The following statement is attributable to David Ritter, Chief Executive Officer of Greenpeace Australia Pacific.
The right to peaceful protest is fundamental to democracy. Many of the freedoms and rights we cherish as Australians were won and defended through peaceful protest: women’s right to vote, employee’s rights, LGBTIQ+ rights, and the saving of so much of our magnificent environmental heritage, from the Franklin to Kakadu, to name some.
The sweeping new laws that have seen climate activist Violet Coco sentenced to 15 months in prison were rushed through in a chilling and knee-jerk response to ongoing peaceful protests, and are the latest in a suite of increasingly draconian measures introduced in Australia, designed to curtail peaceful public dissent.
What these laws fail to acknowledge is that climate activism does not exist in a vacuum. People are feeling compelled to take a stand only because of the fossil fuel industry’s wanton and knowing destruction of our right to a safe climate over the past 50 years.
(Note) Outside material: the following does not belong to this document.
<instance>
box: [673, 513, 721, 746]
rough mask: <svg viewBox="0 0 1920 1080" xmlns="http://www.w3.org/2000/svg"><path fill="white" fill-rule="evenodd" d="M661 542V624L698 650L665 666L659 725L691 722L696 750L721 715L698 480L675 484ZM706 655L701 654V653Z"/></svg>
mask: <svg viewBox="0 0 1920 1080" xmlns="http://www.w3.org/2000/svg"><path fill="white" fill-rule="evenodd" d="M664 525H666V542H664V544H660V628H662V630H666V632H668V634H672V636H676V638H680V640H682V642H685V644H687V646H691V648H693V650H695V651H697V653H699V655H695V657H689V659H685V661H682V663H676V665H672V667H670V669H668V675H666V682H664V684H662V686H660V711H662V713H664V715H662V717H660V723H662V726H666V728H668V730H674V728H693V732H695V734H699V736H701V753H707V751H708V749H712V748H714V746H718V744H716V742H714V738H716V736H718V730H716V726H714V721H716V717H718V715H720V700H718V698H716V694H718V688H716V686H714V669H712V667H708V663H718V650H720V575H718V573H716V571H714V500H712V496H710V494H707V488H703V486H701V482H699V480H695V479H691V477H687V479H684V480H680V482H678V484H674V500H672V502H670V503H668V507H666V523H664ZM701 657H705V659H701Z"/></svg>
While tactics and approaches to climate advocacy may differ, and there are legitimate differences of opinion on what forms of advocacy are most effective for winning hearts and minds, the fact remains that the inconvenience caused by the climate crisis – catastrophic floods, fires and storms destroying homes, livelihoods, and entire communities – staggeringly outweighs the inconvenience of one climate protester blocking one lane of traffic for 25 minutes.
What we must remember is that climate change isn’t happening to us, it’s being done to us. It’s being done to us by the executives of the fossil fuel corporations, and they know it. Just as Ms Coco knew that her act of protest would disrupt one lane of traffic, these executives know that their relentless pursuit of profit is disrupting the lives of billions of people and every species of life on our entire planet.